Ну и, конечно, меня удерживало у Веры Павловны еще и то, что она писала маслом мой портрет, и не показывала его никому, в том числе и мне, загадочно повторяя, что он еще не готов. Предполагалось, что когда портрет будет закончен, Вера Павловна с мужем организует большой прием, на который будут приглашены все их знакомые преподаватели и студенты. Я ждал окончание своего портрета с каким-то тайным ужасом, чувствуя, что Вера Павловна пишет его неспроста, что это не просто работа над портретом, а продолжение ее борьбы со мной, начатой еще в метро, и что она надеется выйти в этой борьбе победительницей. Я чувствовал, что в этом моем портрете заключена огромная опасность для меня, что он, возможно, призван показать всем, как я ничтожен, и как исполнен гордыни, и что ее доброта и хорошее отношение ко мне всего лишь ловкая уловка и военная хитрость. Мы оба с ней играли друг с другом, и чем окончится в итоге эта игра, не знал никто из нас.

Одним из наиболее любопытных гостей, захаживающих в дом на Плющихе, был студент архитектурного института Прокопович. Звали его Иван. Вера Павловна со своим мужем держали себя столь демократично, что к ним запросто захаживали даже студенты, которые ели, пили, курили, флиртовали, и отпускало остроты наравне с остальными гостями. Одним из таких студентов, держащих себя на равных с профессорами, и был Иван Прокопович, с которым я даже сошелся на короткое время довольно близко.
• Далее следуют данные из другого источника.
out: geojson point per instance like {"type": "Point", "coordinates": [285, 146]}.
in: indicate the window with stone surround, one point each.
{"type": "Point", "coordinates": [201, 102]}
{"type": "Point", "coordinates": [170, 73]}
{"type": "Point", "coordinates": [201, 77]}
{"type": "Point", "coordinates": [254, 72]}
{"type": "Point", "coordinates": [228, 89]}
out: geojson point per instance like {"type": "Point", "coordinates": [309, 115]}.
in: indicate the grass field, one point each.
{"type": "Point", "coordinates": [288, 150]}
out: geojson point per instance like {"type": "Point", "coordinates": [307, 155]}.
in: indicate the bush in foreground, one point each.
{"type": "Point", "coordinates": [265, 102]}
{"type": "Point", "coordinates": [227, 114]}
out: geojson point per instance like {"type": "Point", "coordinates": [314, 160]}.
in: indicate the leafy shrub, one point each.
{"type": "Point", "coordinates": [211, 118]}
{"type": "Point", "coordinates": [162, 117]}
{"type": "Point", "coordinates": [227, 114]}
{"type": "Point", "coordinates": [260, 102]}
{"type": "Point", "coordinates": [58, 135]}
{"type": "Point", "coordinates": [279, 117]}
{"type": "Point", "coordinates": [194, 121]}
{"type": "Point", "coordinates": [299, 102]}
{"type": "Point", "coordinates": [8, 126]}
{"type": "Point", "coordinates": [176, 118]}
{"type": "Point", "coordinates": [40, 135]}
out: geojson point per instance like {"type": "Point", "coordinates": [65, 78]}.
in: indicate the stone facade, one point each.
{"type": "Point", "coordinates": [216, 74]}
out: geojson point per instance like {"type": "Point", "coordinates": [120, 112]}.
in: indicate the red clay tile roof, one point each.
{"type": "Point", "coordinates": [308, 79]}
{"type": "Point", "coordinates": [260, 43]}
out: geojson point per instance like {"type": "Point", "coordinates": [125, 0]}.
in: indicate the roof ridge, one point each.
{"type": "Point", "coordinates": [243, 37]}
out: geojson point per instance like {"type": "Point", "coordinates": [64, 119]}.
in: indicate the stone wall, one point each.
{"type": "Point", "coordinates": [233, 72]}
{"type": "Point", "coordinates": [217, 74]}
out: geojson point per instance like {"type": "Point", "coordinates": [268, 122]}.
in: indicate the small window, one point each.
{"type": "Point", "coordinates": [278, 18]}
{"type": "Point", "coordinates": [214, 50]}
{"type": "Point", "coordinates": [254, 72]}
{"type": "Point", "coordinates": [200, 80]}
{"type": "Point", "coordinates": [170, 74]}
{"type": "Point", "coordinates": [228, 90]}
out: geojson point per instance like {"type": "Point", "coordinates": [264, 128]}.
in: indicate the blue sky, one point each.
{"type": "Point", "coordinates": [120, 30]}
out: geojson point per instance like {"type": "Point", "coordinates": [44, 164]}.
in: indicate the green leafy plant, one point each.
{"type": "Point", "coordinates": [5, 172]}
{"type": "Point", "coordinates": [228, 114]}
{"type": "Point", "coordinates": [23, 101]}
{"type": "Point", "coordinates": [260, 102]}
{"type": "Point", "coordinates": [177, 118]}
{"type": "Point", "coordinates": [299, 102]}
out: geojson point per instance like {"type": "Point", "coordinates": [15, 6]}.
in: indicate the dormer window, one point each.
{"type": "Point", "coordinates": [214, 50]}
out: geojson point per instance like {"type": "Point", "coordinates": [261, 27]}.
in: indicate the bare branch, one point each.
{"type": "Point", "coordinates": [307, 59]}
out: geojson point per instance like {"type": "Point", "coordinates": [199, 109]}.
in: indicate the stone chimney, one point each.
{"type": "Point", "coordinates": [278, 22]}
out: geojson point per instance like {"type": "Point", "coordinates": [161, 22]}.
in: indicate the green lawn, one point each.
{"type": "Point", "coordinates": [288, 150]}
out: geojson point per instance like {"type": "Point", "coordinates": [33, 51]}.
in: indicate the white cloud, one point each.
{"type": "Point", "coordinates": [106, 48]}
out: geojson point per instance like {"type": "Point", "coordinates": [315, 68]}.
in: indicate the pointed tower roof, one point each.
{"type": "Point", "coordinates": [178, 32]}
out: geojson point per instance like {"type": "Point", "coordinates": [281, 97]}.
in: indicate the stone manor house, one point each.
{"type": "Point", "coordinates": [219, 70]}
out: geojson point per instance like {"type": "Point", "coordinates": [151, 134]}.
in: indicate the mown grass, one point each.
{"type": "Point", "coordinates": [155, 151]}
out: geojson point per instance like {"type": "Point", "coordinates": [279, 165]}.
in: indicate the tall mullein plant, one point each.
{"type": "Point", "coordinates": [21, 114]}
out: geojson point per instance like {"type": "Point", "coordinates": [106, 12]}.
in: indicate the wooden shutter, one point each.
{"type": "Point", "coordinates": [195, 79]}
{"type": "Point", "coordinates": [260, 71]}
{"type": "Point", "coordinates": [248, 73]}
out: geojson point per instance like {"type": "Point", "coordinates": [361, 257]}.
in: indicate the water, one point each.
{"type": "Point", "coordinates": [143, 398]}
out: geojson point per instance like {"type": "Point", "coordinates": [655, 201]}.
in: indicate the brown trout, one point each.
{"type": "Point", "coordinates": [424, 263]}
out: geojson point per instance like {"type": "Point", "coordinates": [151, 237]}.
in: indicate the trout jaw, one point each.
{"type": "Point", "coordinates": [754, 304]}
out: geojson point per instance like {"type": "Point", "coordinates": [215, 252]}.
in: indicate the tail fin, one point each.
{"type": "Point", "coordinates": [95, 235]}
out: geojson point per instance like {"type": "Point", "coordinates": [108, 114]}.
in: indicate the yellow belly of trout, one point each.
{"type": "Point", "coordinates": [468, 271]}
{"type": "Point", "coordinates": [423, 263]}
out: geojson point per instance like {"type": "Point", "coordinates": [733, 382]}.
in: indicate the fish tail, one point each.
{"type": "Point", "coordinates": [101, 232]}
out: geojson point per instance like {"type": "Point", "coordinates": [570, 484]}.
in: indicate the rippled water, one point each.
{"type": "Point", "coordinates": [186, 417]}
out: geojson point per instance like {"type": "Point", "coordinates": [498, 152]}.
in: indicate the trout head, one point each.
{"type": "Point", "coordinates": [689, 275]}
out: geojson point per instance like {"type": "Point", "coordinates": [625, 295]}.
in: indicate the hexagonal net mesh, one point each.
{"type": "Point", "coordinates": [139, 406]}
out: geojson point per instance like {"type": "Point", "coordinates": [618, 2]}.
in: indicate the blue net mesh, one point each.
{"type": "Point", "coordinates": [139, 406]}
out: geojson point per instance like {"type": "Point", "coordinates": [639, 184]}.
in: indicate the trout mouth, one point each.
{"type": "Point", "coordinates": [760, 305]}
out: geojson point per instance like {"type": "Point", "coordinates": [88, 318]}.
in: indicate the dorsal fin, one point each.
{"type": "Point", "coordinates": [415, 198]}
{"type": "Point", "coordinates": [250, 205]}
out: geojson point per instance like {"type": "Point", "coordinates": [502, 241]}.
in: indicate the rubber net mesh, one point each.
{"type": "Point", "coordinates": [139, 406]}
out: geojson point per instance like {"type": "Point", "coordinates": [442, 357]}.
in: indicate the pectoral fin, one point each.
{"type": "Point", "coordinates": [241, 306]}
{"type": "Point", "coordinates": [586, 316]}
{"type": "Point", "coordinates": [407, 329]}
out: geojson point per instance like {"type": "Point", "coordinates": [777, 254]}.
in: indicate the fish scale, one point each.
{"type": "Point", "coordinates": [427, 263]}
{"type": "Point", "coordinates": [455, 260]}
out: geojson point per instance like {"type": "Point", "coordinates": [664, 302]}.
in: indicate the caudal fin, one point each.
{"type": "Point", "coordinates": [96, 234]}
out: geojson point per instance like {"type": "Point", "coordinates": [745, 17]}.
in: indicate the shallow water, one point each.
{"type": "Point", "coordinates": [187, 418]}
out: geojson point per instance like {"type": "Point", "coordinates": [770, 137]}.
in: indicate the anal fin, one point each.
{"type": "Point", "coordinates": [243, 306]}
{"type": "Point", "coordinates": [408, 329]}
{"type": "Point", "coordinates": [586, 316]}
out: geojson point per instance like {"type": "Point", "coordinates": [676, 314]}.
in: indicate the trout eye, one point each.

– Вас, Семен, очевидно, удивляет тот факт, что профессора и доценты ведут себя запанибрата со своими студентами, и позволяют им отпускать шуточки и остроты, за которые в других местах могли бы запросто выгнать из института? – спросил он у меня.

– Да, признаться, это весьма любопытное поведение, – отвечал я ему, – и я не вполне понимаю его. Здесь, очевидно, скрыт какой-то большой секрет.

– Да нет тут никакого секрета, – со смехом отвечал мне Прокопович, – потому что все объясняется очень просто. Видите – ли, Семен, преподаватели, становясь доцентами, а потом и профессорами, очень быстро утрачивают связь с реальной жизнью, а для архитектора, который проектирует свои здания для живых людей, это абсолютная трагедия. Можно даже сказать, что это для него полный крах, ведь, утратив связь с жизнью, он начинает выдумывать совершенно абсурдные вещи, вроде дома на двух куриных ногах, придуманного нашим доцентом Китайгородским.

– Но он, тем не менее, получил за этот куриный дом престижную премию!

– Да потому он и получил за эту свою избушку на курьих ногах престижную премию, что в комиссии по премиям сидят такие же замшелые ретрограды, как и он, совершенно оторванные от жизни! Для того им и нужно общение с молодежью, вроде меня, или даже вас, чтобы черпать у нас новые идеи, которых у них давно уже не!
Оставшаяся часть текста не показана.